His worries are that the FCC, with this $5 billion payment, will decide to severely limit the amount of cash allocated to the CBA following an FCC organised auction. Indeed, there are also worries that the CBA could simply not proceed with a 5G freeing-up of spectrum.
He asks: Would you refuse an EV/sales payment of 20x for a structurally declining business? His answer was that: “Satellite operators could essentially be offered a $5 billion cheque for US C-band, a small (less than 5 percent of revenues) and structurally declining business. Will SES owners including the Grand Duchy of Luxembourg turn that down at the risk of derailing the US 5G roll-out and suffering retaliatory measures? While $5 billion does not solve Intelsat’s debt problem, we expect it would still kick the can down the road to 2023 and its $6 billion refinancing wall. Turning down $5 billion would also weaken the satellite operators’ legal case, in our view.”

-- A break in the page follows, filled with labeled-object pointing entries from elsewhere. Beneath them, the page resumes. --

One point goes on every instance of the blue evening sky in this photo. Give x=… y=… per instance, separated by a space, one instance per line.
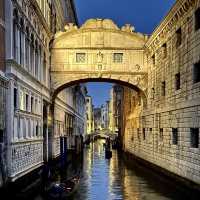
x=144 y=15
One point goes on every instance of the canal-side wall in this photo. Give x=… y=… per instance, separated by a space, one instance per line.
x=166 y=131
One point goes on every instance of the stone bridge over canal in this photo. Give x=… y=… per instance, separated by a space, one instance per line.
x=99 y=51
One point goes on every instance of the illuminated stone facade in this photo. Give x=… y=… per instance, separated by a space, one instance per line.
x=89 y=115
x=29 y=27
x=98 y=50
x=166 y=131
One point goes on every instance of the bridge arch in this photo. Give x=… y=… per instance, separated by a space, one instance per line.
x=107 y=80
x=99 y=51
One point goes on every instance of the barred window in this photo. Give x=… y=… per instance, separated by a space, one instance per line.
x=118 y=57
x=163 y=88
x=164 y=50
x=197 y=19
x=178 y=37
x=194 y=137
x=161 y=134
x=153 y=59
x=174 y=136
x=80 y=57
x=177 y=81
x=196 y=72
x=144 y=134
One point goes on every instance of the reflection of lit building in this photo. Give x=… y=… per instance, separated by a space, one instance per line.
x=29 y=28
x=3 y=90
x=116 y=100
x=97 y=118
x=89 y=115
x=111 y=111
x=105 y=115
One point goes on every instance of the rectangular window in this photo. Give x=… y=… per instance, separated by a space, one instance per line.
x=1 y=136
x=152 y=93
x=177 y=81
x=174 y=136
x=163 y=87
x=161 y=134
x=37 y=130
x=194 y=137
x=27 y=102
x=153 y=59
x=144 y=134
x=80 y=57
x=22 y=99
x=196 y=73
x=118 y=57
x=197 y=19
x=178 y=37
x=138 y=134
x=164 y=50
x=15 y=98
x=32 y=101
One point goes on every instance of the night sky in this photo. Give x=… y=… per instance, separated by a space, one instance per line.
x=144 y=15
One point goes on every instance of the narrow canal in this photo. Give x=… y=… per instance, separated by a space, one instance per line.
x=115 y=179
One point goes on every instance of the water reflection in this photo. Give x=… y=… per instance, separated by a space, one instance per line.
x=112 y=179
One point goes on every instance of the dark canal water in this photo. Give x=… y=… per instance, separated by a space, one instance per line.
x=114 y=179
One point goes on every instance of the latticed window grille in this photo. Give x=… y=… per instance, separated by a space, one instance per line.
x=80 y=57
x=118 y=57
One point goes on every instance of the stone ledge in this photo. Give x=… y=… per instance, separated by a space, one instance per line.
x=176 y=179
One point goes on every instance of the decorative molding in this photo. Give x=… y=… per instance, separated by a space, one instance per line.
x=180 y=8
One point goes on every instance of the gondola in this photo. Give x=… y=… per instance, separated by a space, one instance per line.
x=64 y=189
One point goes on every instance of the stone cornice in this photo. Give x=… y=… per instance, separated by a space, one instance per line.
x=2 y=23
x=40 y=15
x=179 y=9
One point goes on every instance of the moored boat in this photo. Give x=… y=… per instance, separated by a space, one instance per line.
x=64 y=189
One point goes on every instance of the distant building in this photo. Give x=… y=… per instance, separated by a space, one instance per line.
x=97 y=119
x=27 y=33
x=105 y=115
x=89 y=115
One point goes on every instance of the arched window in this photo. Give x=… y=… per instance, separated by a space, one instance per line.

Kassab has readjusted the bank’s financial thinking for SES. “We now assume $5 billion is the net incentive amount the C-band proceeding settles at. We cut our C-band value/share for SES from €5.2 to €3.2 and adjust our Target Price from €16 to €14, based on a core business valued on 7.7x (6x for Video, 10x for Networks).”
His downbeat conclusion states: “The C-band saga is coming to an end. Proceeds seem lower than expected but look less uncertain now and de-risk the dividend. With 20 per cent upside, we believe SES’s derating is excessive and remain ‘Outperform’.”